This is the fastest I could get on Intel GCC.  I kept the memset() in to clear
the newly created tuples, but tuples added in the freelist are now cleared in
tupledealloc already (which is very cheap, because we are already
Py_XDECREF'ing all elements anyway).

Python should have a standard Py_ZAP macro like ZAP in pystate.c.

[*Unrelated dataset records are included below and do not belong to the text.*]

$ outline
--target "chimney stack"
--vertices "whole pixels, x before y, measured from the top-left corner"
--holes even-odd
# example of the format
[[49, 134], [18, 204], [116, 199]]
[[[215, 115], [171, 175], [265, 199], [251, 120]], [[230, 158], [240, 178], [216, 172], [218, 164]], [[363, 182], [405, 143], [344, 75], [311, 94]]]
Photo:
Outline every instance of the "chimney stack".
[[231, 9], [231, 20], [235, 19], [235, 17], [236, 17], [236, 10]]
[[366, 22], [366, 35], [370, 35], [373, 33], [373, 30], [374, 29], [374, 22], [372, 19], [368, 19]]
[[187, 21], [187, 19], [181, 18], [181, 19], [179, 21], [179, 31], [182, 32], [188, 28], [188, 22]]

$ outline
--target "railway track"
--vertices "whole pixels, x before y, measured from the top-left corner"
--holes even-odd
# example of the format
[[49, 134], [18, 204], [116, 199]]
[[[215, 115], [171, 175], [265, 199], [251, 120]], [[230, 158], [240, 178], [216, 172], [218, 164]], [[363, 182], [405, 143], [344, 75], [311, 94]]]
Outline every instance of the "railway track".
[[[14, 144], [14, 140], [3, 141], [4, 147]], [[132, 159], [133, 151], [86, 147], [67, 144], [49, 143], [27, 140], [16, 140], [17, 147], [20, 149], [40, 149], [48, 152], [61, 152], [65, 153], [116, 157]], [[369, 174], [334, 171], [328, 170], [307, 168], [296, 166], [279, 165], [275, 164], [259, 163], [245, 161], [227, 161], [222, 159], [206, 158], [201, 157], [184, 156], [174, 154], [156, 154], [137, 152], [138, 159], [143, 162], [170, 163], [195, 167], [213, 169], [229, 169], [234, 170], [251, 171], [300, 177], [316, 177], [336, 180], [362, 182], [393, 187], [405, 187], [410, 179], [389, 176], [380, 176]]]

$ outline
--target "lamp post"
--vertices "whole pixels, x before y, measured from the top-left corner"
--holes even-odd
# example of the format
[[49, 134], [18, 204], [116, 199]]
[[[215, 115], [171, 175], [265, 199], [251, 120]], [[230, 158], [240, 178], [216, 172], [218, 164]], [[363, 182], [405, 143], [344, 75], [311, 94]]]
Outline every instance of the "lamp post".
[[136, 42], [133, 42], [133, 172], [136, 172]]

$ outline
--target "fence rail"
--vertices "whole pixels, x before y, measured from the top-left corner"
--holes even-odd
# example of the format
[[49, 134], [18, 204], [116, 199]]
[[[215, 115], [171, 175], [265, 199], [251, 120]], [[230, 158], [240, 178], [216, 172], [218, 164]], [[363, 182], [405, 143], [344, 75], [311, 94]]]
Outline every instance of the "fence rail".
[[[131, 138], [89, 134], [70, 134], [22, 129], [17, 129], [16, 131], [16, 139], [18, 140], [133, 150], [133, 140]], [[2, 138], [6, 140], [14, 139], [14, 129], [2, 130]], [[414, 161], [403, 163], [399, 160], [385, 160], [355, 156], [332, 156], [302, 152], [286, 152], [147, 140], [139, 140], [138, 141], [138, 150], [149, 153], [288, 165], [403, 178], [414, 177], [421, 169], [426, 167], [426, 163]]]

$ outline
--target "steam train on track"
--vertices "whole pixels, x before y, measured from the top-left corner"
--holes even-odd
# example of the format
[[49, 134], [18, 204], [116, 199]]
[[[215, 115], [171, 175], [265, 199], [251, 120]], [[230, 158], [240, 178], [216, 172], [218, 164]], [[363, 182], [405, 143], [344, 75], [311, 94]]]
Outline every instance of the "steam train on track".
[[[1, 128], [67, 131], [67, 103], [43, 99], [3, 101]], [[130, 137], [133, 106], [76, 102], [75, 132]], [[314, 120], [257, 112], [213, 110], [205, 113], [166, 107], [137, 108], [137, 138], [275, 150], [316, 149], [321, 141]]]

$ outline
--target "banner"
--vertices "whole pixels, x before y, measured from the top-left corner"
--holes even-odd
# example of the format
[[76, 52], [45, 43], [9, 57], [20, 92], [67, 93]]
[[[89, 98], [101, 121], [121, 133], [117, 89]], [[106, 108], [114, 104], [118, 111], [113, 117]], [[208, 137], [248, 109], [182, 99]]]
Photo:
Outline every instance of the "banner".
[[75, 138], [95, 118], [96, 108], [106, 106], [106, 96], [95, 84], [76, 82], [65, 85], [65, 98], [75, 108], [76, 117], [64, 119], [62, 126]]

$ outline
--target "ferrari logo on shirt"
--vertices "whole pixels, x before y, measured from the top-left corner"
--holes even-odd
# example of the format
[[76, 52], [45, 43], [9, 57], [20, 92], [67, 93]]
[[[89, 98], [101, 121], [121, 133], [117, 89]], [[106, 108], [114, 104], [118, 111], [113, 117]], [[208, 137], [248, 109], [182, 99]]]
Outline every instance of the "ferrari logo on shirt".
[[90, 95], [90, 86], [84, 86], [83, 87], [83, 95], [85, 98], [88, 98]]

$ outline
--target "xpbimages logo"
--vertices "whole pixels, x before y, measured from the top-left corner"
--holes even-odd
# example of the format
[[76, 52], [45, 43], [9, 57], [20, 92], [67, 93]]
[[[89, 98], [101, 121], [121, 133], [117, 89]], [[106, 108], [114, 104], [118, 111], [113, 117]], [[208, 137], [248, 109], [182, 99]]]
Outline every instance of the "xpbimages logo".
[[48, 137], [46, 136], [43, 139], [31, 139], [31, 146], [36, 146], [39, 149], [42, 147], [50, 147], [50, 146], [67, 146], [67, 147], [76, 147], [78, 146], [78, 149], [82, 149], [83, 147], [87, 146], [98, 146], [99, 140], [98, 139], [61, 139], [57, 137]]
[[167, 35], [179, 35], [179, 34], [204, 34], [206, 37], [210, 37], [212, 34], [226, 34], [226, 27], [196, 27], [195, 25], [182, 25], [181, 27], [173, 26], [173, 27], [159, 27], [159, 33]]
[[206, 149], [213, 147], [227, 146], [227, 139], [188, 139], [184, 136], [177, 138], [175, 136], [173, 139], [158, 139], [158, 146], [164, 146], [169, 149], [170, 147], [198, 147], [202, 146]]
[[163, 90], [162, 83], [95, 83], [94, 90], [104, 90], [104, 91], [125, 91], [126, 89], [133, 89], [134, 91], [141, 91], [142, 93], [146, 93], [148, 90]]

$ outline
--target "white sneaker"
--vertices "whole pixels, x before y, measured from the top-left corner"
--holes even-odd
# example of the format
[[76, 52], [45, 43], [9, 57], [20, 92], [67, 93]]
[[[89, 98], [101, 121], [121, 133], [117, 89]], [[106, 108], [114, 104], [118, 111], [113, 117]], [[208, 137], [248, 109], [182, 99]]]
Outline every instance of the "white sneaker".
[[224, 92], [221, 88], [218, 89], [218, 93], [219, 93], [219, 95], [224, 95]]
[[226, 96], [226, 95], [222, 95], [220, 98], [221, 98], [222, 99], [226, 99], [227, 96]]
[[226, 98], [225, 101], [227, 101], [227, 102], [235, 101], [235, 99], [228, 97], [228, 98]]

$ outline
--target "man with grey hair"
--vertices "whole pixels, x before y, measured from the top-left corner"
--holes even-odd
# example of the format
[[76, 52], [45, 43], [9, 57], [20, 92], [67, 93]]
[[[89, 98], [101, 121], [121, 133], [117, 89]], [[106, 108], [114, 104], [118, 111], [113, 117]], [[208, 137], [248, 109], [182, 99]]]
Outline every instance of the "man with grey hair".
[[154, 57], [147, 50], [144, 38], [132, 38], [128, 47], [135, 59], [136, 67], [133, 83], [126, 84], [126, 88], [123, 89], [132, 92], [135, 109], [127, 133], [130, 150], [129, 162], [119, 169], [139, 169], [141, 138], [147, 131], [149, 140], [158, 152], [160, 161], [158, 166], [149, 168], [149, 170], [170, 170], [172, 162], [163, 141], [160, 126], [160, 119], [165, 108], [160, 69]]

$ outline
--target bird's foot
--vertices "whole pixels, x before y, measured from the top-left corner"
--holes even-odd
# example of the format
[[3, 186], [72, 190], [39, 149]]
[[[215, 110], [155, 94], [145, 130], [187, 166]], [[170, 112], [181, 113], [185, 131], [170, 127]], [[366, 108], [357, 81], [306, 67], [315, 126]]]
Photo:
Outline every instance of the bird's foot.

diff --git a/Objects/tupleobject.c b/Objects/tupleobject.c
index 159dc44..9794bec 100644
--- a/Objects/tupleobject.c
+++ b/Objects/tupleobject.c
@@ -68,9 +68,8 @@
 		op = PyObject_GC_NewVar(PyTupleObject, &PyTuple_Type, size);
 		if (op == NULL)
 			return NULL;
+		memset(op->ob_item, 0, size*sizeof(PyObject*));
 	}
-	for (i=0; i < size; i++)
-		op->ob_item[i] = NULL;
 #if MAXSAVESIZE > 0
 	if (size == 0) {
 		free_tuples[0] = op;
@@ -165,19 +164,27 @@
 	Py_TRASHCAN_SAFE_BEGIN(op)
 	if (len > 0) {
 		i = len;
-		while (--i >= 0)
-			Py_XDECREF(op->ob_item[i]);
 #if MAXSAVESIZE > 0
 		if (len < MAXSAVESIZE &&
 		    num_free_tuples[len] < MAXSAVEDTUPLES &&
 		    op->ob_type == &PyTuple_Type)
 		{
+			while (--i >= 0) {
+				PyObject* o = op->ob_item[i];
+				if (o != NULL) {
+					op->ob_item[i] = NULL;
+					Py_DECREF(o);
+				}
+			}
 			op->ob_item[0] = (PyObject *) free_tuples[len];
 			num_free_tuples[len]++;
 			free_tuples[len] = op;
 			goto done; /* return */
 		}
+		else
 #endif
+			while (--i >= 0)
+				Py_XDECREF(op->ob_item[i]);
 	}
 	op->ob_type->tp_free((PyObject *)op);
 done: